福岡県を南北に走る西鉄のドル箱路線
一部区間が高架化し今年度中に新駅開業
数々の百貨店やショッピングモール、飲食店が建ち並ぶ、福岡市中央区の天神。九州最大の繁華街であり、福岡市役所などの官公庁、金融機関、商社、報道機関なども集積する市内でも要のエリアとして知られる。近隣にはいくつもの鉄道路線が走り、そのひとつが西日本鉄道(西鉄)の天神大牟田線だ。

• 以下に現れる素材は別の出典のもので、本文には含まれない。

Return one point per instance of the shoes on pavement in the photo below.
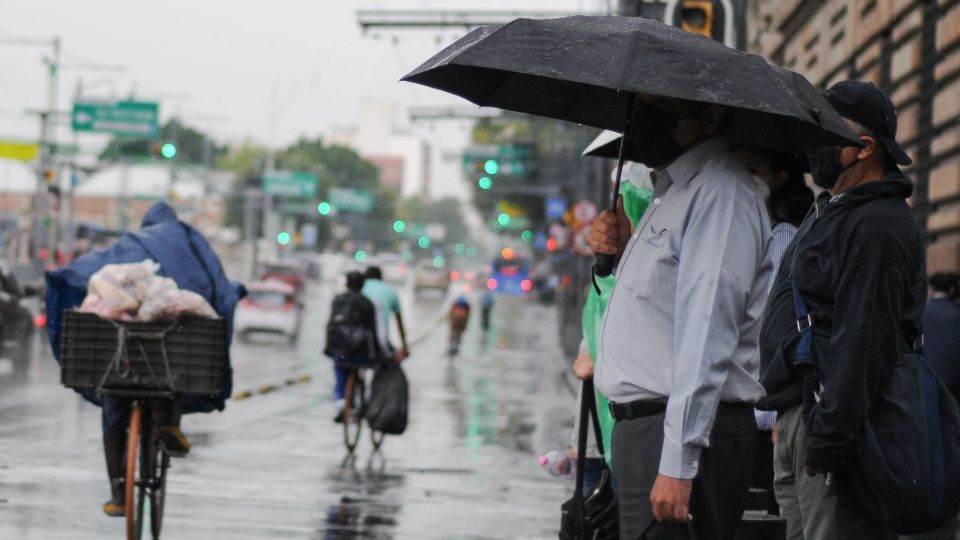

天神大牟田線は、西鉄福岡(天神)駅から大牟田駅までを結ぶ路線で、西鉄におけるドル箱路線。通勤・通学路線としての利用が目立ち、沿線には太宰府天満宮や九州国立博物館などの観光地もあることから、週末には観光路線としてもにぎわう。
そんな同線では2003年から、踏切による交通渋滞の緩和などを目的に、雑餉隈駅から下大利駅の間で高架化事業を実施。昨年8月に工事が完了し、19か所の踏切が撤去された。また、高架化に伴いダイヤ改正も行われ、当該区間を運行する電車の運行時間は最大2分も短縮したという。
雑餉隈駅(福岡市博多区)と春日原駅(春日市)の間には、2023年度後半に新駅「桜並木」も開業することが決まっている。駅名は一般公募され、3388名の応募のなかから福岡市や地元代表者との意見交換を経て決まった。
新駅の南側には、長年にわたり地域住民が手入れを行ってきた桜並木があり、新駅の名称には、まちのシンボルとして末永く愛される駅になってほしいとの願いが込められている。

出所:プレスリリース
新駅舎には、新駅ができることで新しい生活、賑わいが創出されることに期待を込め、始まりを想起させる色である白色をイメージカラーに、新しい文化、生活が植物のように芽吹き、育まれるようにという思いを込めて緑色とし、その中でも明るく新鮮な雰囲気を与えられる若草色をアクセントカラーに選定。これらを用いた外装デザインとした。駅構造は2面2線、改札口は2か所設けられる。

出所:プレスリリース
高架化により地域の環境は良くなり、新駅の開業で駅周辺を中心に最開発も進むだろう。雑餉隈駅〜春日原駅周辺は、福岡市中心部に近いことからもともと人気の住宅エリアだが、ますます発展していくに違いない。
踏切がなくなると交通渋滞が緩和されるばかりか、踏切音も気にならなくなるので、住宅ニーズはさらに高まるだろうし、高架化により生まれたスペースの活用も気になる点。今後は、新しいまちづくりが検討されるだろう。
ちなみに、春日原駅から下大利駅の区間では、西鉄と春日市・大野城市が高架下を有効活用し地域活性化を目指す協議会が発足している。
また、春日原駅周辺は駅周辺の交通体系の確立と交通結節点機能の向上を図り、賑わいを形成する空間の基盤づくりに向けて、春日原駅へのアクセス道路、東西駅前広場および側溝の整備も進めている。こういった動きは他の駅にも波及するに違いない。今回の高架化事業で、沿線はますます活性化していくだろう。
一方、忘れてならないのは天神大牟田線の起点である西鉄福岡(天神)駅周辺で進められている、大規模再開発プロジェクトの「天神ビッグバン」。旧大名小学校跡地に建設された「福岡大名ガーデンシティ」内の「ザ・リッツカールトン福岡」は6月に開業する予定だ。
他にも複数の建築計画が進行中で、最先端の複合施設がまだまだ誕生する。新たな雇用が生まれることで最寄りの西鉄福岡(天神)駅の存在感はさらに高まり、天神大牟田線の利用者も増える可能性が高い。天神を中心に、沿線のさらなる発展は約束されているようなものだ。